Bei dem schönen Wetter an diesem Morgen schmeckt das Frühstück gleich noch mal so gut und auf dem Rückweg ist die Aussicht über die Bucht von Marmári wesentlich reizvoller als gestern. Ich hätte gerne eine andere Route als beim Hinweg am Sonntag gewählt, denn südlich von Stýra ist die Straße auf etliche Kilometer wegen vieler großer und tiefer Schlaglöcher nur mit äußerster Konzentration befahrbar, aber leider gibt es keine Alternative.
Der Ort Stýra zeichnet sich durch einen zentralen Platz aus, der alle Klischees erfüllt: In der Mitte stehen Bäume und ein alter Brunnen, um den Platz herum befinden sich alle Geschäfte, die das Dorfleben braucht: Tankstelle, Apotheke, Taverne, ein kleiner Supermarkt, Kirche und Kafeníon. Undenkbar, dass ich hier keine kurze Rast einlege.
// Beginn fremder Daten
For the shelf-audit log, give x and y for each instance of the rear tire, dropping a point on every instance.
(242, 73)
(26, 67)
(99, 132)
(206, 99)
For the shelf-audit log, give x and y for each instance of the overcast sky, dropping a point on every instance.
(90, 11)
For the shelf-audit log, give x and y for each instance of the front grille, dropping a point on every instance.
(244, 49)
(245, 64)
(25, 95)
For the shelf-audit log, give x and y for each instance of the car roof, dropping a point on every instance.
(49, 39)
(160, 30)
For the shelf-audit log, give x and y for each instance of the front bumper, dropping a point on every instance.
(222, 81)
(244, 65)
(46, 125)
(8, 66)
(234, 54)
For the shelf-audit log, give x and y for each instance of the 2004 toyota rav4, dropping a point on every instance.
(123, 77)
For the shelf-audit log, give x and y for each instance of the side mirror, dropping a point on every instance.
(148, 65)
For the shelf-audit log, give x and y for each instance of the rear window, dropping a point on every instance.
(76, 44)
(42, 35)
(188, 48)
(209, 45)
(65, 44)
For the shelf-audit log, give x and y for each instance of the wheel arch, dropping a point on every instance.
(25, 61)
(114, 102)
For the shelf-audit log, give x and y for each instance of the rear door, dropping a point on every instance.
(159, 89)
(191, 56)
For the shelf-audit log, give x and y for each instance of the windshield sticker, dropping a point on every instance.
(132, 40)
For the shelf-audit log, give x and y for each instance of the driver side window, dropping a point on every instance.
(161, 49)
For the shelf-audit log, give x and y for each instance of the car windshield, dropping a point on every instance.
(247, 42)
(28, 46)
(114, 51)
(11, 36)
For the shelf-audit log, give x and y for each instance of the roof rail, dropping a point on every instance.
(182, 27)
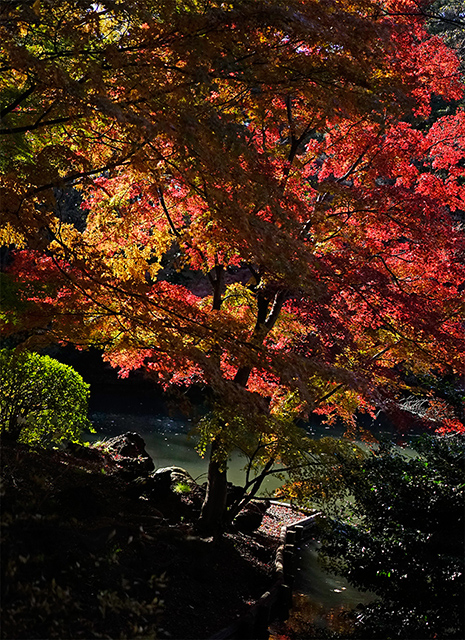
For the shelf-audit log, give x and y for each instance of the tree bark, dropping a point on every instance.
(212, 514)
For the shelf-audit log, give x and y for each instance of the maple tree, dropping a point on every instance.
(273, 151)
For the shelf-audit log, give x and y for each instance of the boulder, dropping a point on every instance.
(129, 451)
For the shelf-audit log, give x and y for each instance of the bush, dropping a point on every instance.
(41, 400)
(406, 540)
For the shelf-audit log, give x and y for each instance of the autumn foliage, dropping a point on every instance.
(274, 157)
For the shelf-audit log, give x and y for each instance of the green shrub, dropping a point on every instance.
(41, 400)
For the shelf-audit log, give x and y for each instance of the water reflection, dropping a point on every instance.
(169, 442)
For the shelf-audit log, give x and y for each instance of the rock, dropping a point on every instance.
(129, 451)
(79, 501)
(250, 518)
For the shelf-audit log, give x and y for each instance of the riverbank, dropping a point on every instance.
(81, 557)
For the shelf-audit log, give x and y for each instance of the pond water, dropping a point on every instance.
(320, 598)
(169, 443)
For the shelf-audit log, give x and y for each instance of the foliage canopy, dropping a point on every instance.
(271, 153)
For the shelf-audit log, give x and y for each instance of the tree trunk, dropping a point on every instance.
(211, 519)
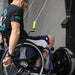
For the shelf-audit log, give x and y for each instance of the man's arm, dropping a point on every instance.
(14, 37)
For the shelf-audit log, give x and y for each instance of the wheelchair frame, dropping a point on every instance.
(37, 48)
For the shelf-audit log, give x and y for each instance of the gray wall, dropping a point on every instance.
(49, 21)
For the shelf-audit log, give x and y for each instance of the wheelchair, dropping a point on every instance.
(26, 54)
(24, 59)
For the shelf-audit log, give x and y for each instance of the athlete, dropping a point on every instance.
(11, 26)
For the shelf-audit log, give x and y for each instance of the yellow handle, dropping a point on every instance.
(34, 24)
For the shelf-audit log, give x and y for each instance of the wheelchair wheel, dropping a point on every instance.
(63, 62)
(24, 60)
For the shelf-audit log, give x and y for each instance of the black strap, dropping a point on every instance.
(9, 55)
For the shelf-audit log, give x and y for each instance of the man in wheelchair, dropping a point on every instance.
(11, 28)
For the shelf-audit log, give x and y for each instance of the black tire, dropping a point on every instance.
(24, 66)
(62, 61)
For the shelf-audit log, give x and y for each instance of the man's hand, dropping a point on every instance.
(7, 61)
(45, 53)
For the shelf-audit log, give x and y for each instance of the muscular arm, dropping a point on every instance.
(14, 37)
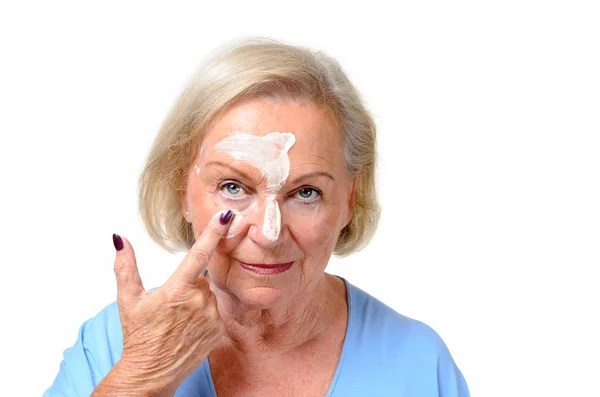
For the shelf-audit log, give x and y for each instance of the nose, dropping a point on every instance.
(265, 229)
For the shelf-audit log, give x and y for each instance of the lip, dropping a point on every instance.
(266, 268)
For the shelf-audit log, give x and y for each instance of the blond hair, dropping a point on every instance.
(247, 69)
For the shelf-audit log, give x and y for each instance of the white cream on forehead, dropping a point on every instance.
(269, 154)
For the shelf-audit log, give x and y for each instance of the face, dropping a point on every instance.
(278, 164)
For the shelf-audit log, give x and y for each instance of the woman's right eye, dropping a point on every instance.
(232, 189)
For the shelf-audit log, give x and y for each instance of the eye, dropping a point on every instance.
(231, 189)
(307, 194)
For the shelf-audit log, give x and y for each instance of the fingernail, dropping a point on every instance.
(226, 217)
(118, 242)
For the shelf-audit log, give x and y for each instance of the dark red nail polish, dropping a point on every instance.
(226, 217)
(118, 242)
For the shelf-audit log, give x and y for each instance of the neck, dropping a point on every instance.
(283, 327)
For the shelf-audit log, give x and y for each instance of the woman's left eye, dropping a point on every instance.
(232, 189)
(307, 193)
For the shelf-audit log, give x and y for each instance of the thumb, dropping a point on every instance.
(129, 283)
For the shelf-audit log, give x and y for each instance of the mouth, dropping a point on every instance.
(267, 268)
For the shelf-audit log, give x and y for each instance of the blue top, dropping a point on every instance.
(384, 354)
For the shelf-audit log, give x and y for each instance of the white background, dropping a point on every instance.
(489, 171)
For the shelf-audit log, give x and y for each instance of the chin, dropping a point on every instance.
(262, 297)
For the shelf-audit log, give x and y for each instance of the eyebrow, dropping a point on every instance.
(313, 174)
(219, 163)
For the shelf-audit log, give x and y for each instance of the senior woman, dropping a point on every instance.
(262, 170)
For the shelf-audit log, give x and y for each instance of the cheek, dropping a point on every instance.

Auch wenn ich vor einer halben Stunde erst das Frühstück beendet habe - für einen griechischen Mokka ist immer Platz. Der Dorfpope genießt hier ebenfalls den sonnigen Morgen, alle Leute, die vorbeikommen kennen sich, grüßen sich, morgens, halb zehn in Griechenland. Die Situation ist das, was man "Frieden" nennt. Unterhaltung wird dadurch geboten, dass der komplette Nord-Süd-Verkehr der Insel diesen Platz überqueren muss. Das ist zwar nicht so viel, wie es sich anhören mag, aber vom blitzblanken Brinks-Werttransporter über den qualmenden 30-Tonner, der kaum die Kurve des Kreisverkehrs bewältigt, bis zum uralten Traktor ist so ziemlich alles dabei.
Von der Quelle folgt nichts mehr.